Она было пригорюнилась, но потом перешла к изучению еще одного совета. Он был вроде самым простым по тому, что делать, но снова упирался в поиск дефицита (это было любимое мамино слово): надо было где-то раздобыть корень мандрагоры. Нина сходила сначала в аптеку, но там о таком даже и не слышали. Тогда она решила искать сама. Она знала, что корень мандрагоры уже сам по себе похож на человечка, а оживить его пара пустяков, дело в общем-то нехитрое. Корень надо обязательно выкопать на рассвете, затем хорошенько вымыть и какое-то время, до положительного результата, «напитывать» молоком и медом. После чего этот корень полностью разовьется в миниатюрного человечка с крылышками мотылька, который сможет охранять и защищать того, кто его сотворил, то есть Нину. Нина очень надеялась, что с ним можно будет еще и поговорить, чего ее защищать? От кого?
Нина для начала подрыла все растения во дворе, хотя знала наверняка, что мандрагору так просто не добыть. Рыла по утрам, благо тогда еще были каникулы, и она никуда не спешила, да и народ в это время во дворе почти не ходил. Но потом, ближе к вечеру, слышала доносящиеся в раскрытое кухонное окно громкие ругательства дворника Марата, который притоптывал ее ямы и заметал следы метлой:
— Э-э-э-э-э, один раз сиклярде, семь лет сибирь катарге! Башаринги туфлигим!
Что это значило, Нина, конечно, не понимала и вообще старалась не смотреть на дворника в такие минуты, уж очень он красноречиво поводил белками. Но на следующее утро она снова опасливо выходила и опять начинала вести свою подрывную деятельность. И хоть старалась копать не на открытых местах, а за беседкой или у забора, все-таки однажды была застукана.

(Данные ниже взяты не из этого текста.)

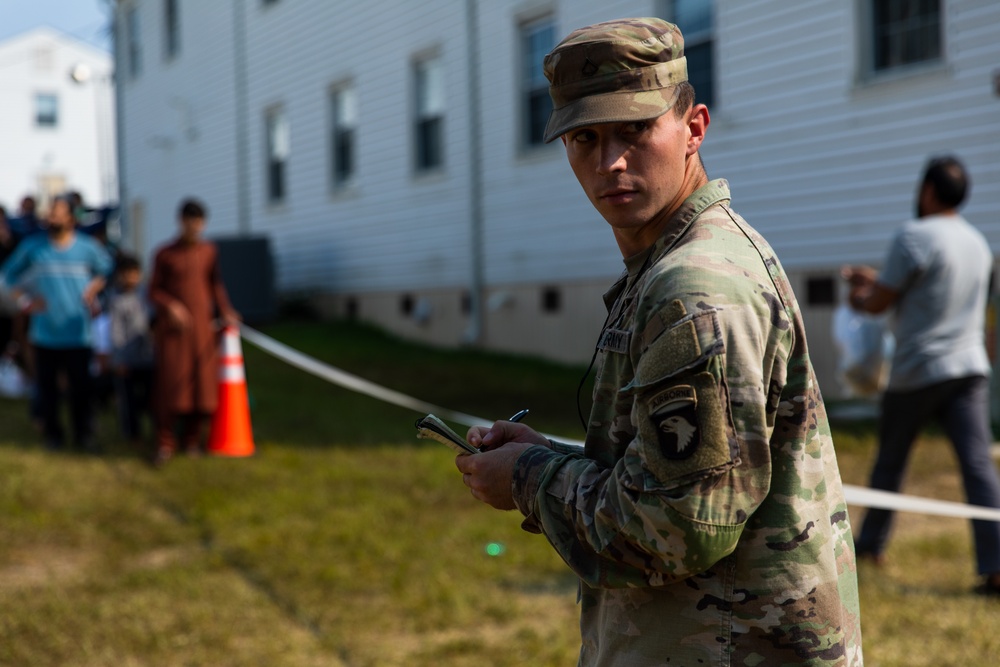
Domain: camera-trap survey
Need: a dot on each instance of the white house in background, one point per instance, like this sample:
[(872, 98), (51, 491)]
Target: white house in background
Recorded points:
[(390, 150), (57, 124)]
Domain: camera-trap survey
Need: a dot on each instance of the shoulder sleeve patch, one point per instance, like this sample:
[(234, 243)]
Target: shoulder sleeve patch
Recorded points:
[(682, 431)]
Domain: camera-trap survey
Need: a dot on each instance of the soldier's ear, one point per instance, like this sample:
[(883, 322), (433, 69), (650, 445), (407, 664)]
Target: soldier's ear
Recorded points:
[(698, 121)]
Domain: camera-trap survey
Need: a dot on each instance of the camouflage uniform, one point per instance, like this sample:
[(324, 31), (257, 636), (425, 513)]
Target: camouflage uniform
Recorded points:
[(706, 517)]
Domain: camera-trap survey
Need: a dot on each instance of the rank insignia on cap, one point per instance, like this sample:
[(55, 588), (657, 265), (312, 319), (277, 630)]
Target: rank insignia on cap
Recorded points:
[(674, 415)]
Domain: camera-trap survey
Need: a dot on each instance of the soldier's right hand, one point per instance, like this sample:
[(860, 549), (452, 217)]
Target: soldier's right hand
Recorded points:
[(503, 432)]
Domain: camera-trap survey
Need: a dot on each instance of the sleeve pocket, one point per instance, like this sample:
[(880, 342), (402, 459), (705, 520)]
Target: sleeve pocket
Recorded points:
[(682, 431)]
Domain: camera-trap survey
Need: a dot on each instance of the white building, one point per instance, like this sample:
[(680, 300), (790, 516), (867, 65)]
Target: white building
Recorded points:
[(56, 120), (390, 149)]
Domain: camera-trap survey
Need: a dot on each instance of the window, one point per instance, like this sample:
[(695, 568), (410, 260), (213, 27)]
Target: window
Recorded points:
[(551, 300), (429, 122), (278, 150), (343, 125), (46, 110), (132, 42), (537, 40), (904, 32), (696, 20), (172, 26), (821, 291)]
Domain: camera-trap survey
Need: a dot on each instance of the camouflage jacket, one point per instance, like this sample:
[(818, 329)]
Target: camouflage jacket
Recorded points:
[(706, 517)]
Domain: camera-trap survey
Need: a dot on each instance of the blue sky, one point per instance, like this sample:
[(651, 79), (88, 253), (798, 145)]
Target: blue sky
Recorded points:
[(85, 20)]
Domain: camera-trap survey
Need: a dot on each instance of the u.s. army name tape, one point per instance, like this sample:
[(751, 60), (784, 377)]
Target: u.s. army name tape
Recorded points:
[(855, 495)]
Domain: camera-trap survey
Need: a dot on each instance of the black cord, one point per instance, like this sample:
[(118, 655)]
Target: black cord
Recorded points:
[(583, 380), (597, 346)]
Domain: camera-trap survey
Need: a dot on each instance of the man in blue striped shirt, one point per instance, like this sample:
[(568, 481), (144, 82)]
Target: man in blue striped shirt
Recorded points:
[(58, 276)]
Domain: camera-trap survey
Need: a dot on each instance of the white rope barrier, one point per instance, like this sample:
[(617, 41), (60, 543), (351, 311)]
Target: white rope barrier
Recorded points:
[(855, 495)]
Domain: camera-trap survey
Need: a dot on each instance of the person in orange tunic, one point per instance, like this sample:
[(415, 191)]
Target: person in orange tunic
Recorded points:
[(187, 291)]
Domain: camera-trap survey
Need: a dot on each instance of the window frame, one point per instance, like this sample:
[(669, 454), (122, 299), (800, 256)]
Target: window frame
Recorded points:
[(697, 39), (276, 166), (133, 43), (339, 128), (870, 30), (428, 126), (43, 123), (171, 29), (527, 28)]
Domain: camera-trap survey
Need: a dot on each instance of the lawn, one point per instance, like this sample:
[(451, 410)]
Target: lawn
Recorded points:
[(345, 541)]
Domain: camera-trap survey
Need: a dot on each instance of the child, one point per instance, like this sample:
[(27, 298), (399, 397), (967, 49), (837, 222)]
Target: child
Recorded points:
[(131, 347)]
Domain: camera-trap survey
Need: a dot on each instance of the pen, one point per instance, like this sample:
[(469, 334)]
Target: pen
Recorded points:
[(519, 415)]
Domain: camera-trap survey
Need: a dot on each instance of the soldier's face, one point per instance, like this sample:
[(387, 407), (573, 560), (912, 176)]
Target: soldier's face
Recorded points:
[(637, 173), (192, 229)]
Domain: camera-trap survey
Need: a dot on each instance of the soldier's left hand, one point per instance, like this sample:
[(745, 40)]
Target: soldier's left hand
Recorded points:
[(490, 475)]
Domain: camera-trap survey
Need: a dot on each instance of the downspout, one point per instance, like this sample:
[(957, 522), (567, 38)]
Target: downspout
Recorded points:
[(240, 79), (475, 334), (122, 172)]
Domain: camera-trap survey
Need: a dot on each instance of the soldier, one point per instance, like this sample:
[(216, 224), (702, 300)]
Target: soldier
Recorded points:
[(705, 515)]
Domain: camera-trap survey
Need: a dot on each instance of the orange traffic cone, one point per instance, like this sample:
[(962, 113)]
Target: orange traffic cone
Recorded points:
[(231, 434)]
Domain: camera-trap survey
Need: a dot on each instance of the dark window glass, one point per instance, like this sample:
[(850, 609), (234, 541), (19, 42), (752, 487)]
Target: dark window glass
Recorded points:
[(429, 122), (278, 150), (46, 110), (905, 32), (173, 28), (538, 39), (821, 291), (696, 19), (344, 112), (133, 42), (551, 300)]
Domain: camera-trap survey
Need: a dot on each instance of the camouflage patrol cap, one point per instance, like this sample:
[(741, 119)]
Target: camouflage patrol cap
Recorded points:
[(612, 72)]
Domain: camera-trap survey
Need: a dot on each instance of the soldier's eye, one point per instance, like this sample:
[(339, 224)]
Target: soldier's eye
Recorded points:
[(636, 127)]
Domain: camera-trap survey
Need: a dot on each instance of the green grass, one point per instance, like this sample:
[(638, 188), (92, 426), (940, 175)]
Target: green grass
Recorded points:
[(345, 541)]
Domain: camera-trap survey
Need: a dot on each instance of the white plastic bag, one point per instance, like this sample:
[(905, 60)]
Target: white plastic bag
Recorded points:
[(865, 345), (12, 381)]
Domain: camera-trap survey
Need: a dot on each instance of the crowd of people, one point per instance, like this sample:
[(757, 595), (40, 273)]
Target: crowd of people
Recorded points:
[(80, 327)]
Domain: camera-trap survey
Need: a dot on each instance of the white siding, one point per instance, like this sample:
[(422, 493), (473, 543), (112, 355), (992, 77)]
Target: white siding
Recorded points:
[(178, 128), (81, 147), (822, 160), (825, 165)]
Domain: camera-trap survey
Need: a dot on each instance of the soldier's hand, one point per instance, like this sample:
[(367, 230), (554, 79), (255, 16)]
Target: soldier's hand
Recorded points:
[(490, 475), (503, 432)]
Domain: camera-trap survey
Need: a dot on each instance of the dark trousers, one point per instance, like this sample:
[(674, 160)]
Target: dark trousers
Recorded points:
[(134, 392), (74, 364), (961, 406)]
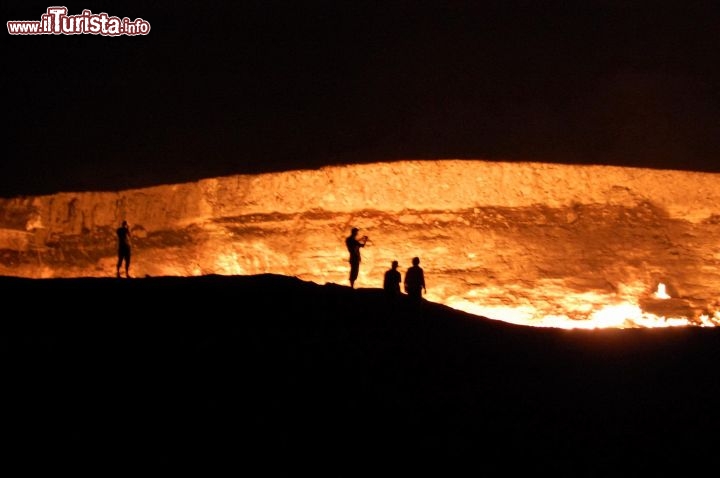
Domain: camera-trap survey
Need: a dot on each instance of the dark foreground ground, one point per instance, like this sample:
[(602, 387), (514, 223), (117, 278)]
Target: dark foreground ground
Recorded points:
[(269, 375)]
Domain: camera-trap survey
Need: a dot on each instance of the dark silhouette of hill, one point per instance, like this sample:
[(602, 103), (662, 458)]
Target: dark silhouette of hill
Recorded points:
[(278, 375)]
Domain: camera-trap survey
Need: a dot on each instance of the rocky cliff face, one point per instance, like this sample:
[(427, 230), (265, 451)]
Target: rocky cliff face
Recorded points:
[(533, 243)]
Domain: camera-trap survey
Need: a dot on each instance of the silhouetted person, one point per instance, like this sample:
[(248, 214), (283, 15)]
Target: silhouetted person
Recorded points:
[(353, 245), (124, 248), (415, 280), (391, 282)]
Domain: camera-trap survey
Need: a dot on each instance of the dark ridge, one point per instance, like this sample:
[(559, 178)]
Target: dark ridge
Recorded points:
[(277, 374)]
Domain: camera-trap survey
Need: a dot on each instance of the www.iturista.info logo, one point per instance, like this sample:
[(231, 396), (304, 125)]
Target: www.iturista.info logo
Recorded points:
[(56, 21)]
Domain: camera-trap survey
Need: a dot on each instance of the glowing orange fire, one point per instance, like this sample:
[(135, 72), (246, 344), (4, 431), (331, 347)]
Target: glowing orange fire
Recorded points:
[(528, 243)]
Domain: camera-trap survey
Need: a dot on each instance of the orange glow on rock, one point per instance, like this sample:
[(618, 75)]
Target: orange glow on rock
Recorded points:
[(528, 243)]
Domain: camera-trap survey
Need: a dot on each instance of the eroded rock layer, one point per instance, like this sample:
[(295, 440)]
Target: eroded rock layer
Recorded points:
[(534, 243)]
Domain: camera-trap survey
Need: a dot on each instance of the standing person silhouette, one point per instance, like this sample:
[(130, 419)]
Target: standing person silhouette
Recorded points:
[(353, 245), (124, 248), (415, 280), (391, 282)]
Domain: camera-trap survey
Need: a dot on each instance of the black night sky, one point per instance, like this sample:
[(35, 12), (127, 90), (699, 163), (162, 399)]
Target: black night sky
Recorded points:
[(239, 87)]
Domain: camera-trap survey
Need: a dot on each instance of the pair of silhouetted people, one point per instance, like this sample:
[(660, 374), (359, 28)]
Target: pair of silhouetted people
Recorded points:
[(415, 280), (124, 248), (353, 245), (414, 277), (391, 281)]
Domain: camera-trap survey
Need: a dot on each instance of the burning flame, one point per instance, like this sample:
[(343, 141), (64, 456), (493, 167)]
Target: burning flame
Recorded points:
[(660, 293)]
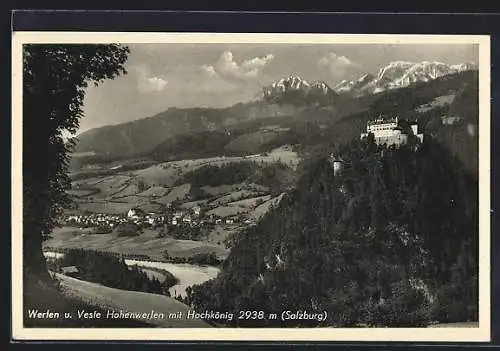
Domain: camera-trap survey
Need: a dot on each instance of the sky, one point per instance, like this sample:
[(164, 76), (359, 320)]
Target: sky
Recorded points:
[(217, 75)]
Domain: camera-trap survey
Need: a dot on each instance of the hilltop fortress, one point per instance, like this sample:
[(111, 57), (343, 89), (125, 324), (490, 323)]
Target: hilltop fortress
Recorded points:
[(388, 131)]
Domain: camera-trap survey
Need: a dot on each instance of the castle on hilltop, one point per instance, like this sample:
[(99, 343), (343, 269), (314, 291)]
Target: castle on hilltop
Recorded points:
[(389, 131)]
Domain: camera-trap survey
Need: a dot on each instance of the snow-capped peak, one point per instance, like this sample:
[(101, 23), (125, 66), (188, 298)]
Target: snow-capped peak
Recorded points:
[(399, 74)]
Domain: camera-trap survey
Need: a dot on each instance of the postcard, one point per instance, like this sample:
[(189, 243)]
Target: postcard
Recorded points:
[(258, 187)]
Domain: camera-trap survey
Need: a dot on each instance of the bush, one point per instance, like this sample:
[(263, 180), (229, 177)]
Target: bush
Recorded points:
[(109, 269)]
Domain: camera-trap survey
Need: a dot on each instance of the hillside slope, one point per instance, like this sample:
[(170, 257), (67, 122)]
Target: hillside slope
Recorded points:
[(391, 241)]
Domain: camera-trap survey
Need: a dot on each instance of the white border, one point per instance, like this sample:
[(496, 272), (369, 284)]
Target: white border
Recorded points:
[(482, 333)]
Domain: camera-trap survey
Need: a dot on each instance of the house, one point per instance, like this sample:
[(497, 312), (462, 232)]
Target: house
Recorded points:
[(196, 210), (70, 271), (449, 120), (337, 163), (388, 131)]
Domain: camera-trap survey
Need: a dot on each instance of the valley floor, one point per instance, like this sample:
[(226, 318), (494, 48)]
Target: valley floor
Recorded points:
[(145, 244), (132, 301)]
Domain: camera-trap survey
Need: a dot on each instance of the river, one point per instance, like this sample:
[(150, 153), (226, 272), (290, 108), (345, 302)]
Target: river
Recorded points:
[(188, 274)]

Дядей Борей Иткиным. Он жил прямо над ними со своей слепой женой Идеей Александровной. Эти двое абсолютно не сочетались, совсем никак, и это Нину очень удивляло — какая из них могла получиться семья? Он был очень высоким, отчего, вероятно, с детства сильно сутулился, да так и закостенел, став похожим на вопросительный знак, а еще крупно- и длинноносым и с богатыми черными усами. В общем, как мужчина был, видимо, не лишен привлекательности. Жена его маленькая, пухленькая, розовенькая, в светлых кудельках, всегда виновато улыбалась и смотрела невидящими белками куда-то вверх. Выглядели эти люди странно и как-то карикатурно, что ли. И еще всегда двигали дома мебель. Это Нине даже нравилось: когда сверху раздавался грохот, она не чувствовала себя совсем уж одинокой. Хотя не понимала, зачем мебель двигать каждый день — поставил раз, и пусть себе стоит. Мама как-то спросила у Бориса, зачем они постоянно возят мебель по полу, но он вскинул на нее брови, такие же черные и мохнатые, как усы, что должно было означать крайнее удивление, и ответил:
— Варечка, у меня совершенно другое предназначение! Какая мебель? О чем вы?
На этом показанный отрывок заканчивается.